48話 おやすみなさい
ちょっとしたハプニングがありつつも、風呂タイムは終わり……
あくびがこぼれるような時間に。
時計を見ると、日付が変わろうとしていた。
「そろそろ寝ようか」
「そうですね……でも、ちょっと残念です」
一緒にゲームをしていたのだけど、思いの外楽しんでいた。
無人島を開拓していく、というゲームものだ。
こういうスローライフ系はあまりやらないのだけど、天宮と一緒ならとても楽しい。
布団を並べて敷いた。
横になって明かりを消す。
「……」
「……」
ちょっとした無言。
それから、俺と天宮はくすりと笑う。
「なんだか……」
「不思議な感じですね」
昨日、一つの布団で一緒に寝たのだけど……
その時以上に緊張していた。
こうして横に並んで寝ていると、不思議と一緒に寝ていた時以上に天宮の存在を感じる。
距離が近すぎるとドキドキするしかないのだけど……
適度に離れているから、妙に相手のことが気になる。
「ふふ」
ふと、天宮が小さく笑う。
「どうしたんだ?」
「また一つ、夢が叶いました」
「それはどんな夢?」
「進藤君とこうして一緒に寝ることです」
「昨日は?」
「あれは……ちょっといきなり過ぎて近すぎたので、ノーカンです」
賛成だ。
あれはちょっと心臓に悪い。
ドキドキしすぎて、本当にどうにかなってしまうかと思った。
「でも……あまり実感がないですね」
「一緒に暮らしていること?」
「わっ、どうしてわかったんですか?」
「天宮のことだから」
「あぅ」
照れたらしい。
「むぅ……」
今度は拗ねるような声。
「私は、進藤君のことでわからないことがたくさんあるのに……なんだか不公平です」
「俺だってそうだよ」
「本当ですか?」
「本当」
天宮のことが好きで、なんでも知りたいと思う。
それこそ、プラス要素だけではなくてマイナス要素のことにも触れたいと思う。
でも、そんなことはできない。
気軽に触れていいことではないし……
もっともっと時間をかけて、信頼を得ていかないとダメだろう。
天宮の全部を知るのはずっと先だ。
「私、進藤君のことをもっと知りたいです。教えてくれますか?」
「もちろん」
ふと、疑問に思う。
「例えば、どんなことを知りたいんだ?」
「えっと……好きな食べ物、好きな趣味、好きな色、好きな動物、好きな女の子のタイプ……色々です」
「多いな」
「進藤君の好きをたくさん知って、それを私も共有したいんです。
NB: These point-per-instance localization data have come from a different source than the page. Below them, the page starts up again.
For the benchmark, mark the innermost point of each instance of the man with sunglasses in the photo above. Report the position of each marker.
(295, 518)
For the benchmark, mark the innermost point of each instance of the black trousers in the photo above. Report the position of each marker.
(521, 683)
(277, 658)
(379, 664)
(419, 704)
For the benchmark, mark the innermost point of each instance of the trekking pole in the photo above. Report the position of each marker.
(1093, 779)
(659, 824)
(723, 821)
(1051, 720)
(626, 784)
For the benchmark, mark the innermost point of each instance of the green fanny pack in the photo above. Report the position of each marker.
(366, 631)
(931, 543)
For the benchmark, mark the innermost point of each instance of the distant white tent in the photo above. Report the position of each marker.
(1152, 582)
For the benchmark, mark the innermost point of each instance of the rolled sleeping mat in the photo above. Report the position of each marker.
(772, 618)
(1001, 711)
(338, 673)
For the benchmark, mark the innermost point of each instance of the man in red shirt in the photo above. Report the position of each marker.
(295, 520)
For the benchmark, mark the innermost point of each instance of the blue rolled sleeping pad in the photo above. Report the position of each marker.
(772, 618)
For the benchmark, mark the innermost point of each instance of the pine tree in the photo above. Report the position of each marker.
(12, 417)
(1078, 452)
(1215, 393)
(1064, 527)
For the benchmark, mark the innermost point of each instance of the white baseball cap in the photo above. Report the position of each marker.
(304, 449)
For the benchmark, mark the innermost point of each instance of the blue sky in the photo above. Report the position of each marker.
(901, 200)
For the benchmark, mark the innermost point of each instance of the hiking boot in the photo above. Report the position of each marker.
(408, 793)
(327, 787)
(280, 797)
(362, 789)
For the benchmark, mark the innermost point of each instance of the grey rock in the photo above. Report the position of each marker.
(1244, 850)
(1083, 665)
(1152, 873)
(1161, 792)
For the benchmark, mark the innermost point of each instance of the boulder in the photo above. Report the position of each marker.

そうやって、一緒に好きを楽しめることができたらな、って」
いじらしいことを言われてしまい、なんかもう、たまらなくなってしまう。
しかし、我慢だ。
ここで手を出しても、天宮は受け入れてくれると思う。
でも、そんな勢いに任せたくはない。
天宮のことが好きだから。
天宮のことが大事だから。
もっともっと、きちんと手順を踏んでいきたい。
「天宮は俺のことをたらしって言うけどさ」
「はい」
「天宮も、かなりのたらしだよな」
「えっ?」
「こうして話をしているだけで、どんどん天宮に対する『好き』が強く深くなっていくよ」
「え、えっと……ありがとうございます……」
ものすごく照れているような声だった。
ちらりと横を見ると、耳が赤くなっているのが見える。
「ただ、全部を教えるとなると大変そうだな」
「そうですね。すごく時間がかかってしまうと思います」
「なら、ゆっくりでいいか」
「ゆっくり……ですか?」
「少しずつ知っていけばいいと思う。それくらい、一緒にいるつもりだから」
「あ……はい!」
天宮はこちらを見て、にっこりと笑う。
その笑顔は俺が一番好きなものだ。
「とりあえず、今一番好きなものを教えておくと……」
「はい?」
「天宮の笑顔かな」
「っ……!?」
びくっと天宮が震えて、反対側を向いてしまう。
「天宮?」
「……そういうところが、すごくすごくずるいです」
「ずるい、って言われても……思ったことを口にしただけなのに?」
「うぅ……ですから、そういうところです!」
天宮はそう言うのだけど、そうやって照れるところも、俺からしたらずるい。
「天宮」
「……なんですか?」
また甘いことを言われるのではないかと、天宮は警戒している様子だ。
そんな彼女に、俺はのんびりと言う。
「おやすみ」
「……はい、おやすみなさい」
今夜は良い夢が見れそうだ。
そんなことを思いつつ、俺はゆっくりと目を閉じた。